Now, let’s see the worst predictions for the same data set:
Reassuringly, we see few notable names. Adam Humphries’ 816-yard 2018 season barely snuck him into “breakout” status, but by the spirit of the measure, this isn’t a huge failure. Beyond, we see Terry McLaurin, whose surprising 2019 and just-plain-impressive 2020 have proven him as the exception to the rule that college production is a defining factor in NFL receiving success. Kenny Stills nearly broke out in his second year as well. In the coming years, it’ll be interesting to see how close Hunter Renfrow can approach a breakout season. (Currently, he’s at least 150 yards in a season away from such a milestone.)
As for our predictions when using the entire data set to train the model going forward, here are our top predictions:
As in our first run through the exercise, Demaryius Thomas finds himself atop the pack.
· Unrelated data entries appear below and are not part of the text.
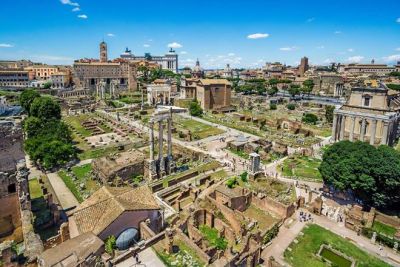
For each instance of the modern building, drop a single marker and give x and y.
(214, 94)
(303, 67)
(168, 61)
(15, 78)
(91, 73)
(61, 80)
(371, 114)
(377, 69)
(43, 72)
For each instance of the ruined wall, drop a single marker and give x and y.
(200, 253)
(273, 206)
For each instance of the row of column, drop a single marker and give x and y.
(160, 139)
(339, 134)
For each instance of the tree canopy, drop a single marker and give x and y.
(372, 174)
(26, 98)
(195, 109)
At a macro level, I found the model’s general pessimism interesting: Thomas’s predicted breakout probability was 94.7% last time around, and the model’s 20th-favorite receiver was given a probability of 75.4% compared to just 55.8% for Calvin Ridley here. But the model’s pessimism is well-founded; no receiver’s chances of hitting this success mark are particularly high, as less than a quarter of all receivers in the sample broke out by year 4, and less than half of first-round picks broke out by year 4. Those proportions were five percent higher in each case for the previous success metric.
And now, for our worst training predictions:
After having gone over Humphries already, Wes Welker is our only other false negative. Earlier, I said that Terry McLaurin is an exception to the college production rule. Well, Welker is an exception to every rule.
Finally, let’s look at the model’s top predictions for the classes of 2019 and 2020 (neither of which were used to train the full model):
I’m really counting on that college competition variable to come into play sooner than later — I can’t have a model going around ranking Scotty Miller over Henry Ruggs and DK Metcalf for too long.
Another interesting note that arises is how strongly the model likes the 2020 class. With a glance, we can see how the list is dominated by 2020 players. But look beyond 2019 and the 2020 class’s strength persists: Sixteen 2020 prospects are given 20 percent chances or better; the next highest count of such players for a given class since the data set begins in 2003 is 13, while nine classes had just nine or fewer such favored prospects. Brandon Aiyuk is an uninspiring crown jewel, as the model identifies him, but the class more than makes up for its lacking top prospects with its depth.